# Disc Brake Conversion



## sixeightGTO (Jan 25, 2010)

Has anyone converted their front brakes over to disc? I have a 1968 and was considering changing the front drum to disc. My brake system is shot so I already have to get a new master cylinder brake booster etc. I was wondering if it was worth the trouble. The two apprehensions I have is that it was not an original option for the car but the motor is not number matching either. Also I have 14 inch Rally II's for the car. I hear you have to modify the calipers to make it work with 14 inch wheels. Looking for any input, ideas, or opinions. I have the car down to the frame and am trying to get things planned out for the next few steps of the project.


----------



## jetstang (Nov 5, 2008)

I bought the conversion Spindles, backing plates and bolts for $150 at Daytona, haven't installed them yet. But, it's stock 70 stuff which had 14" rally II's, so I'm positive it will work. You can get the conversion kit from Chevelle places also. The 70 had the prop valve on the framerail, which gets hit by headers, while the 72? has the prop valve on the master cylinder, which I got, that makes the conversion way easier. I'm not sure what year I bought, got it used, but the guy I got it from says the earlier units are conventional threads, while the later ones are metric.


----------



## Jeff's Classics (Feb 24, 2010)

I'm planning to start the conversion on my '68 this weekend, but I went with aftermarket (Baer Brakes) stuff, and I'm going to use 15" wheels. If you want to stay stock there are several places to get kits.
I'd definitely recommend doing the conversion in the interests of safety. It was an available factory option, so if you do a stock style conversion it shouldn't hurt the value, especially if you don't have the original engine anyway.
Jeff


----------



## 68greengoat (Sep 15, 2005)

Maybe this will help you decide. Front disc brakes "were" an option in '68..........


----------



## Rukee (Feb 8, 2007)

pfft! Brakes are over rated.


----------



## 66tempestGT (Nov 28, 2009)

ha! they only slow you down.


----------



## Rukee (Feb 8, 2007)

exactly!!


----------



## sixeightGTO (Jan 25, 2010)

I will say I never thought of the safety rationale. That in itself is enough of a selling point. I am going to go ahead and convert like 68greengoat pointed out it was an option so it is not like I am doing anything too far fetched. Has anyone purchased a kit and done it or has most tried by rounding up all the needed parts?


----------



## jetstang (Nov 5, 2008)

I bought the spindle kit, backing plates and bolts to replace the drum spindles, available on all the sites, no shipping if you get it at a swap meet. Then, get factory rotors, or slotted and drilled off ebay for $70, then stock calipers from the zone for $15 ea, or better ones from Napa, and brake lines to the calipers. Then, you need a dual resevoir master cylinder, proportioning valve and booster. You can just replace the master cylinder with a dual, and splice the lines in for now, then do the rest later. Control arms and ball joints are the same.
You can find the parts in a junk yard and then replace the worn/bad parts, just have to find a 70 or so Chevelle/Lemans/Skylark or Cutlass. I think the Monte Carlos and the like had the same setup. 
Any one have input for more cars with the same setup?


----------



## likethat (Oct 5, 2007)

OLDSmobility.com - The 1967 Oldsmobile Cutlass and 442 Resource - A-Body Interchangeability

This is a good link for A body stuff.

and this one
OLDSmobility.com - The 1967 Oldsmobile Cutlass and 442 Resource - Converting from Drum to Disc Brakes


----------



## 68greengoat (Sep 15, 2005)

Here's another link on the procedure... Tells you which cars are compatable if you want to do the "junkyard crawl".

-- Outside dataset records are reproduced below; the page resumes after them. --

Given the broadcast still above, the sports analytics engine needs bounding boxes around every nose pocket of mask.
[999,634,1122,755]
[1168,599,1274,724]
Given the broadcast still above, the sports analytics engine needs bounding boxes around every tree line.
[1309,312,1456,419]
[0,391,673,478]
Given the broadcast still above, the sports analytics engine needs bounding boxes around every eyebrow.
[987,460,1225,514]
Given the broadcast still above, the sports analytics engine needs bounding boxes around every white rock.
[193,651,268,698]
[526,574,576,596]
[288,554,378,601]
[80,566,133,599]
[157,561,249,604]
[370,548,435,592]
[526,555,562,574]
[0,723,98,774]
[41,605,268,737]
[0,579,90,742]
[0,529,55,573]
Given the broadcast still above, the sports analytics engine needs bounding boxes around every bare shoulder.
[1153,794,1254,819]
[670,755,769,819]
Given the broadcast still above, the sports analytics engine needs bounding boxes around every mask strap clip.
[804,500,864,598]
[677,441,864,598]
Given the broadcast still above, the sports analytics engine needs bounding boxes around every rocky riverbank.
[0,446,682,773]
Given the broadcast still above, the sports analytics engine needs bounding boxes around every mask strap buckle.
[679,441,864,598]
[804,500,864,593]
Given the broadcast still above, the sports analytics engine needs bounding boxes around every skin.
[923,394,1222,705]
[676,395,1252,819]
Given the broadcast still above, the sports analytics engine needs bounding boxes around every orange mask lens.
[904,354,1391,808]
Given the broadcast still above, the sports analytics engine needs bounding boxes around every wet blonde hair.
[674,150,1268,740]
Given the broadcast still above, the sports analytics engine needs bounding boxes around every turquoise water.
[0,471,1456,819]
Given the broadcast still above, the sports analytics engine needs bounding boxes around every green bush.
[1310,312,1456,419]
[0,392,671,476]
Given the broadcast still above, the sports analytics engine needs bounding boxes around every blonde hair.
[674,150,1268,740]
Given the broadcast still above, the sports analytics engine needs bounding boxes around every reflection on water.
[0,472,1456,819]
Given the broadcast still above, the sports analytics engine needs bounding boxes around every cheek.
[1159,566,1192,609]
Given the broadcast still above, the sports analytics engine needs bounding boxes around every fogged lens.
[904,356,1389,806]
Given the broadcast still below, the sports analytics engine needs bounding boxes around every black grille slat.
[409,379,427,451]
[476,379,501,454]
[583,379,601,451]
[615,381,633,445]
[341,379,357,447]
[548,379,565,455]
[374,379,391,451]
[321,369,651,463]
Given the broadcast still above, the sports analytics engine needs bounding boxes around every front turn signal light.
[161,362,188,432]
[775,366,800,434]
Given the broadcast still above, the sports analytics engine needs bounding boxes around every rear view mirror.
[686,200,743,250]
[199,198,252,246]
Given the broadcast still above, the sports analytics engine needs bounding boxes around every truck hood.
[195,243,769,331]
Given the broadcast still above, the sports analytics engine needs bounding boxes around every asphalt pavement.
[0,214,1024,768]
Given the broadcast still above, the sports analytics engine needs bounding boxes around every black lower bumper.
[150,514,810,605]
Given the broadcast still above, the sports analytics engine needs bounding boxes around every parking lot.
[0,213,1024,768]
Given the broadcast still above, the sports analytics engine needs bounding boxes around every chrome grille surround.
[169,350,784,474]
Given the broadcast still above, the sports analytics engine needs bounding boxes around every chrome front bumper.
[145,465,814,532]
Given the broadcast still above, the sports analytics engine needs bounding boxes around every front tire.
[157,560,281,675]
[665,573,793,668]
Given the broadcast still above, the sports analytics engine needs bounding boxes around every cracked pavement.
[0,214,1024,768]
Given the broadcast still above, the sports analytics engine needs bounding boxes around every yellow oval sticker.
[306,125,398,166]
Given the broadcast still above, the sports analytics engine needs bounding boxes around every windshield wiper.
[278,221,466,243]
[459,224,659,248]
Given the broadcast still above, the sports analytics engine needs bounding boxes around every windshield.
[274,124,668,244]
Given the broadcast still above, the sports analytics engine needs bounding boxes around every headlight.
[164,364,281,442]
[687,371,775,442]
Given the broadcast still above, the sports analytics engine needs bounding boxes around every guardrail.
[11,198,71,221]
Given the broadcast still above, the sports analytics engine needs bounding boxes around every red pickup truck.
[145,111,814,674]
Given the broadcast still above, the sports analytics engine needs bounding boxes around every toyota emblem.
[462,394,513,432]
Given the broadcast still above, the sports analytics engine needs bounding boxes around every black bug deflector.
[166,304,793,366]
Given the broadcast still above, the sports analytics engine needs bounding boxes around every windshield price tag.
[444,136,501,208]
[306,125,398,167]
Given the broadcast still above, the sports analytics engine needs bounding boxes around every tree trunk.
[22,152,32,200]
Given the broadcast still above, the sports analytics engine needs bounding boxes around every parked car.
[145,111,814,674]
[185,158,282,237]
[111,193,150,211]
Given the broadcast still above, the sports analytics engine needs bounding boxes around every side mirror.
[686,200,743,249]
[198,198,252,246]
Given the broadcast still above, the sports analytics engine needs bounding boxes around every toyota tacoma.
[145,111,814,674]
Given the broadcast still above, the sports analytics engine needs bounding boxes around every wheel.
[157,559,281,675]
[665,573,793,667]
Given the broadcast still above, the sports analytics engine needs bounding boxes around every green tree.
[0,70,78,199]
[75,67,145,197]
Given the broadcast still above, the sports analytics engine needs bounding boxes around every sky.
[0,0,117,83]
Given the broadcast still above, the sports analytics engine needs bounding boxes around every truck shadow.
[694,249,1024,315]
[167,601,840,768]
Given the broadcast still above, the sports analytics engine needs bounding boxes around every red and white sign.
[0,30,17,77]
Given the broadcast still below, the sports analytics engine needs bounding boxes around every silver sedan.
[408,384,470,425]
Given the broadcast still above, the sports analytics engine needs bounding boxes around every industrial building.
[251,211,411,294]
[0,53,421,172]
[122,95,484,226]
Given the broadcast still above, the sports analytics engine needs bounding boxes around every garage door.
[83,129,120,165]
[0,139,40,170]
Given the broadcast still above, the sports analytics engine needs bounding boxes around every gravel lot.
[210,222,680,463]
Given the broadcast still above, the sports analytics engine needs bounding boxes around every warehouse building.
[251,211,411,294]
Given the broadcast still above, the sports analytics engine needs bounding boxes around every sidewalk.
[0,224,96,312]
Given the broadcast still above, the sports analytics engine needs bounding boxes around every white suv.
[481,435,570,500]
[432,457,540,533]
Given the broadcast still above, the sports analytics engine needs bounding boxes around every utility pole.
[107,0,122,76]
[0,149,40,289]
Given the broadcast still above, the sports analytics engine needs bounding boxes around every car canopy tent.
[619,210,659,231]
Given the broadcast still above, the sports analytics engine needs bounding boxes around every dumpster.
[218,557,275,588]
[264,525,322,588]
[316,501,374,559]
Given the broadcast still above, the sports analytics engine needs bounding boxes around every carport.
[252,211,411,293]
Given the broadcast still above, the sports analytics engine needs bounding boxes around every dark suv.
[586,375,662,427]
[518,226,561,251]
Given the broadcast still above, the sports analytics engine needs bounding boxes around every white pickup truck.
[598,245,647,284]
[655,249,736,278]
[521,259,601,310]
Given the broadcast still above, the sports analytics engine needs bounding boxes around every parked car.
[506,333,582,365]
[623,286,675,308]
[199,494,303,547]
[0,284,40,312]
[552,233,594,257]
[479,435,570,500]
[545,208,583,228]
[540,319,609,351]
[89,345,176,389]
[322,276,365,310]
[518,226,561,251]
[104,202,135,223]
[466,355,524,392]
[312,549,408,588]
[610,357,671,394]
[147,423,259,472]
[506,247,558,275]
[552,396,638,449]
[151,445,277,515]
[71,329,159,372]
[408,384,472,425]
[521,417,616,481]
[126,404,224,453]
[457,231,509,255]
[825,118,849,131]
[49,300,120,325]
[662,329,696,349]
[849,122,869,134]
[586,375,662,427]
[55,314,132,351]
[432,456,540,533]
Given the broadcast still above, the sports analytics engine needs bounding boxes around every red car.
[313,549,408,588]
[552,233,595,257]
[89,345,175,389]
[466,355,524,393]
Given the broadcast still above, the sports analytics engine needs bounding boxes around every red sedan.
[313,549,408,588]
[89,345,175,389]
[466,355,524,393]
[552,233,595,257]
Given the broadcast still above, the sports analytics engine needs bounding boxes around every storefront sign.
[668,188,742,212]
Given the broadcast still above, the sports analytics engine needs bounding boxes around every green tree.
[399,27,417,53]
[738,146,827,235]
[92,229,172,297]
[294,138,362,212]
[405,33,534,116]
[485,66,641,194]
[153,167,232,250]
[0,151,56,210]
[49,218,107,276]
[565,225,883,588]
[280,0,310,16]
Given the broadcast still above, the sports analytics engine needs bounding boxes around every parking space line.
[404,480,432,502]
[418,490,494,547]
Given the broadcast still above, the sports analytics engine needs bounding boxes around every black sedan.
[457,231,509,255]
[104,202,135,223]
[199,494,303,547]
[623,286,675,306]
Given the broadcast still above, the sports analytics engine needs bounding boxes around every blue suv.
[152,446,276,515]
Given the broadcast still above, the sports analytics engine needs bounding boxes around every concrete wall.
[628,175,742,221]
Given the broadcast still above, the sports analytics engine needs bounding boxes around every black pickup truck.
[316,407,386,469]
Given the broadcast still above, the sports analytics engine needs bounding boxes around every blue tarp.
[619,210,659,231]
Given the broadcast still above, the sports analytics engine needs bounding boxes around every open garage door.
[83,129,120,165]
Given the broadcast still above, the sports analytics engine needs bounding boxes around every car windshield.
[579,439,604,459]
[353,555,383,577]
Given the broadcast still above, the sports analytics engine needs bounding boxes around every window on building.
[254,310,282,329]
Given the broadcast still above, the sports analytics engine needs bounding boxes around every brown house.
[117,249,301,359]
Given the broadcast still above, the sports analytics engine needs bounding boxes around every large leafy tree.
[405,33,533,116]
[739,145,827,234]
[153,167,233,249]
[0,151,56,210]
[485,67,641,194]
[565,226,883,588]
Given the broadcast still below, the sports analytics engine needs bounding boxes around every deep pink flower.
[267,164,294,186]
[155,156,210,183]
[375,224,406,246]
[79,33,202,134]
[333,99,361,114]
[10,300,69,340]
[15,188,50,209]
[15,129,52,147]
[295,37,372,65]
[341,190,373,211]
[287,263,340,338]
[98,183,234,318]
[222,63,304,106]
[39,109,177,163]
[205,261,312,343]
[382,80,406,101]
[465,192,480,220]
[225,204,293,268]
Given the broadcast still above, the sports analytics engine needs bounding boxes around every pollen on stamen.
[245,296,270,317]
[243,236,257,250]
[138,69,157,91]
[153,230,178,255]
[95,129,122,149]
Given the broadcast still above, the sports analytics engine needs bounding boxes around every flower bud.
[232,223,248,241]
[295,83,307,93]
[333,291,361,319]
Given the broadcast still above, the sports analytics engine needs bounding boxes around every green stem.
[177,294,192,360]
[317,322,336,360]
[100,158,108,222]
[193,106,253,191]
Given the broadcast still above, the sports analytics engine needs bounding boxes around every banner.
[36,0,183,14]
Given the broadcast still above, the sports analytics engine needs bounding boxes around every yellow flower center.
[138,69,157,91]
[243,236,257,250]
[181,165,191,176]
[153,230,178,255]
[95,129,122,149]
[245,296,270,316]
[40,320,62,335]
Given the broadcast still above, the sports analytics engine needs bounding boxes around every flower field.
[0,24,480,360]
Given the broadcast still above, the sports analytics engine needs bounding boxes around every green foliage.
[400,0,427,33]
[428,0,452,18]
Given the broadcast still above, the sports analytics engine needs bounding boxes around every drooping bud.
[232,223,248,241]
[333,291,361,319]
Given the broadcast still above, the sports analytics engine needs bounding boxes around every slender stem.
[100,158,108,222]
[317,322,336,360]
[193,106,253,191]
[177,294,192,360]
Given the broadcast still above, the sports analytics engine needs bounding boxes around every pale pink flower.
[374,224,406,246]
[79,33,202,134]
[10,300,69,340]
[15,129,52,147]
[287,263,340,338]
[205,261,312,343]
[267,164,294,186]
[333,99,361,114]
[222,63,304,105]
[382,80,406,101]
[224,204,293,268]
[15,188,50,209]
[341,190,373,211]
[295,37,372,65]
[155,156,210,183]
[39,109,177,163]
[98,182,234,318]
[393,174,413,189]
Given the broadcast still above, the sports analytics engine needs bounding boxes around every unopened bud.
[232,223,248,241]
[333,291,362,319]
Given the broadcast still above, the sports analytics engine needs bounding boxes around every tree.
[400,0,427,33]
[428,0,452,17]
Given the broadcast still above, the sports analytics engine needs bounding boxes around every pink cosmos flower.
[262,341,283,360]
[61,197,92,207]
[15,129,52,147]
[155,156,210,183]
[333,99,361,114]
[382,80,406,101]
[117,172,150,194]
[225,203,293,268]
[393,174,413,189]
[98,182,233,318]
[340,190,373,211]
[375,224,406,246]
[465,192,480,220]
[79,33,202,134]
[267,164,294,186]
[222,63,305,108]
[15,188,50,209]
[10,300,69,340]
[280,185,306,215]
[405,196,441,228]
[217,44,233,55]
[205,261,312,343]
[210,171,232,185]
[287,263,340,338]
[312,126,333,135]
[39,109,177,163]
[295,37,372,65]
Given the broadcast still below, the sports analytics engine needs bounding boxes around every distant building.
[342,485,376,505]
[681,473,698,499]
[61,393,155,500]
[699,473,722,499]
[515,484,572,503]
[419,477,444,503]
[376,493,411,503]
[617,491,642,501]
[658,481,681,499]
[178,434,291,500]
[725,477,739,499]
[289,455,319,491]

The GOAT'S GaR-RRAGE! Technical Library


----------



## 68Resto-mod (Nov 10, 2009)

Sounds like you are watching your budget and re-sale value very closely. Jetstang has the right idea.
Since my 68 is a resto-mod and I plan to keep it for a long time (I am 56), I decided to do the entire chassis while it is apart. I ordered a complete front and rear 12” disk brake setup from CPP (Classic Performance Products) out of California for $1600 including shipping. It includes everything you would need except for brake lines that run from P-valve to front/rear brake. 12” disks are drilled and slotted, spindles are 2” drop, and booster, master calendar and P-valve are included. Also includes rear E-brake conversion cable, flex hoses, brackets and even the gaskets for the differential housing. 
This setup will not fit the stock 14” wheels. I am going with 17” five spoke on this car. CPP sells stock setups as well. To make the car even more fun to drive, I will replace the stock suspension with a complete setup from BMR Fabrication. This will set me back an additional $2K. Should handle like a corvette, (a 68 Corvette that is).


----------